The mayor said providing sufficient affordable housing is increasingly challenging for our municipality and many others across Ontario.
“The municipality took a step in the right direction last year with the creation of the Prince Edward County Housing Corporation,” Ferguson said. “The independent, not-for-profit corporation has a mandate to increase the supply of affordable housing through a broad range of activities and, in the coming weeks, we will appoint several qualified individuals to serve on the board of the corporation.”
Once these skilled and experienced individuals are appointed Ferguson said it will be time to roll up the sleeves and get to work.
“We won’t solve this challenge overnight however it’s vital that we start to make progress if we are to ensure the short and long-term economic and social well-being of our community,” Ferguson added.
Protecting and promoting the character and quality of existing residential neighbourhoods through new regulations governing the location and operation of short-term accommodations, retail sales of cannabis within the municipality’s boundaries, the 2019 budget and infrastructure renewal will be issues waiting to test the resolve of the new council in the first quarter of 2019.
On the topic of roads and water, Ferguson said the growing infrastructure investment needs have outpaced available funding, a reality faced by municipalities across Ontario.
“In addition to advocating for additional funding from upper levels of government, we intend in 2019 to take a hard look at how we manage these assets so that we can continue to deliver affordable and sustainable services for generations,” Ferguson added.

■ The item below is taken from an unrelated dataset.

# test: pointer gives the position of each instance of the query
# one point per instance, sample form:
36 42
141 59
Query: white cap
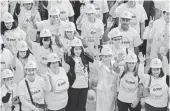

While the municipality must invest in assets it’s responsible for, council is increasingly called upon to support other major projects in the community- the most prominent of these being the Prince Edward County Memorial Hospital redevelopment.
“I am extremely proud to have been a member of the previous council that recognized the importance of having a new hospital in our community and committed $4.5 million toward the redevelopment,” Ferguson said.
While municipal support has been easy to source during the ramp up process prior to shovels getting into the ground at the PECMH redevelopment site, Ferguson made a special point of mentioning provincial promises made in 2018 that the new hospital would be coming to Picton with Bay of Quinte MPP Todd Smith in attendance on Sunday.
“We expect that provincial support will continue, knowing how much of a supporter Minister Smith has been for a new hospital in Prince Edward County,” Ferguson said. “I know he understands just how important a new hospital is for this community, and I look forward to working with him as well as our partners at Quinte Healthcare, Prince Edward Family Health Team, the South East LHIN, the Hospital Foundation, and the Hospital Auxiliary to continue moving this project forward in 2019.”
In the coming weeks, Ferguson said the new council will embark on its own goal setting exercise and while some of the priorities will still be relevant and carry over, he expects there will be other areas council will want to focus on during our term of office.
A sustainable future for the agricultural community-particularly new or young or in need farmers; protection of the environment and taking steps to deal with global warming; importantly, making sure youth – in other words, our future – have resources and opportunities available to them; and that poverty in Prince Edward County becomes a thing of the past.
“We will look to you, the public, to help inform the priorities by which we will measure ourselves in the coming years and we welcome your input. Have your say. But please don’t stop there. Get involved by applying to serve on an advisory board or committee: respond to the advertisements now running,” Ferguson said. “We need to tap into our greatest asset: the deep pool of expertise and experience in this county. A diversity of voices around the decision-making table is a strength and not a risk to be avoided.”